Le sommet de la hiérarchie doit aujourd’hui s’assurer que l’engagement des fonctionnaires ne faiblira pas et qu’ils reviendront en première ligne lorsque le pouvoir exécutif le leur demandera. Frédéric Veaux, le DGPN : « L’insécurité physique s’est aggravée, mais elle est dorénavant doublée d’une insécurité juridique sur laquelle les policiers s’interrogent beaucoup. A la lumière de ce qui s’est passé, ils ne peuvent pas se demander à chaque fois qu’ils agissent s’ils risquent de se retrouver seuls responsables devant la justice. » Le préfet de police et ancien secrétaire d’Etat à la sécurité, Laurent Nuñez : « Cette idée que les émeutiers et les forces de l’ordre soient mis sur le même plan, les policiers ne le supportent plus. Ils ont raison, cela crée un sentiment d’injustice alors même qu’ils sont en première ligne dans la crise d’autorité que vit ce pays. »

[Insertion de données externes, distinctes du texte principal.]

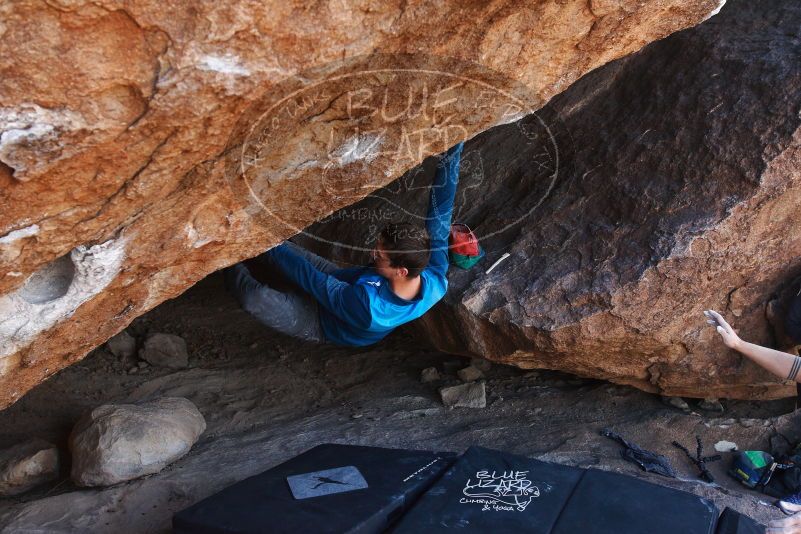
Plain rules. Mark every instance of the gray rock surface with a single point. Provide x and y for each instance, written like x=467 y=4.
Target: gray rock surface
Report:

Les deux hauts fonctionnaires défendent une ligne dure. Celle que réclame un commissaire divisionnaire à propos des émeutiers : « Des voyous qu’il faut traiter comme des voyous. » Le DGPN le dit avec des mots choisis mais très fermes : « Nous ne sommes pas en maintien de l’ordre, martèle M. Veaux. Ce n’est pas le schéma national de maintien de l’ordre qui s’applique pendant ce type d’événements, ce ne sont même pas des violences urbaines. Ce sont des émeutes, des pillages, des destructions, des agressions. Nous sommes face à une délinquance de très grande intensité. » Autrement dit, le code pénal, rien que le code pénal, mais tout le code pénal, y compris la légitime défense. Samedi 23 septembre, dans les rues de Paris, en marge d’une manifestation contre les violences policières, un agent en tenue a sorti son arme, sans l’utiliser, face à des manifestants qui attaquaient son véhicule. Ceux-ci ont reculé, et le préfet de police a salué le « professionnalisme » et le « sang-froid » des fonctionnaires agressés.